At 3/02/2012 10:02 AM, Blogger juandos said...

"Your understanding of money supply is woefully limited.

If you print more money, but economic activity expanded by an even larger amount, you would in fact have deflation. So every dollar you reprinted would be worth more, in theory
"...

OMG! Now that's funny!

Thanks pseudo bunny, I've not had that good a laugh in quite awhile even considering your previous comments...

Ever consider some remedial economics?

 
At 3/02/2012 10:11 AM, Blogger juandos said...

"Not exactly, since any increase in the asset values being "represented" by the money supply causes the value of the money to go up if it's not in lockstep with the asset creation --

That is, money is a placeholder for the value of all existing assets at any given instant
"...

Well no doubt that is all theoretically true OBH and I have no quibble with it at all...

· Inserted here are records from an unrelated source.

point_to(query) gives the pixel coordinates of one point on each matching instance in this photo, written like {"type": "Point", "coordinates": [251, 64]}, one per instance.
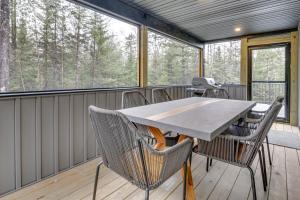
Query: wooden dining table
{"type": "Point", "coordinates": [195, 117]}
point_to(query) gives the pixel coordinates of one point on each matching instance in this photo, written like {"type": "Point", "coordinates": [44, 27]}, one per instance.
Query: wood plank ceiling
{"type": "Point", "coordinates": [217, 19]}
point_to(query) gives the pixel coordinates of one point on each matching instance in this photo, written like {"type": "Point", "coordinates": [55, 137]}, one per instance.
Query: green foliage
{"type": "Point", "coordinates": [170, 62]}
{"type": "Point", "coordinates": [222, 61]}
{"type": "Point", "coordinates": [56, 44]}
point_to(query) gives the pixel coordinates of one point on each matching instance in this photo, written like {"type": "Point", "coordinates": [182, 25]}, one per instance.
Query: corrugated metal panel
{"type": "Point", "coordinates": [217, 19]}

Now if one wants to delve into today's reality the excess printing of money seems to be problematic...

Consider the following site which I found interesting and if the man's numbers are factual the contents seems more than a bit dismal (more of Professor Mark's bad new porn addiction?): Price in Gold

Site description is: True Prices Measured In Gold

 
At 3/02/2012 11:02 AM, Blogger Ironman said...

Found it! Sorry to say though that the reason for the improvement in weekly jobless claims has now gone away....

 
At 3/02/2012 12:03 PM, Blogger FloridaSteve said...

I still think that talking about the U3 as opposed to the U6 employment charts borders on disingenuous.

http://www.shadowstats.com/alternate_data/unemployment-charts

 
At 3/02/2012 12:21 PM, Blogger juandos said...

"...jobless claims fell last week..."...

O.K. then why are there more new records in food stamps being set?

 
At 3/02/2012 1:06 PM, Blogger Ron H. said...

OBH: "If the net aggregate value of the assets is going up, and the money supply is not, then you are going to have deflation -- every dollar of paper stands-in for a larger amount of value/goods."

The value of each dollar is rising, and it takes more value/goods to purchase them.

"If you are printing bills faster than the production system is increasing the value it is producing+existing-perished value, then you have inflation -- every dollar of paper stands in for a smaller amount of value/goods."

It takes less value/fewer goods to purchase each dollar. The value of each dollar has decreased due to the additional bills printed.

If the value of the production system doesn't change at all, printing more bills will allow each unit of value/goods to buy more of them, hence each existing dollar and each additional dollar is worth less.

What morganovich said.

Of course this assumes perfect information, with no delay in time between printing and revaluation.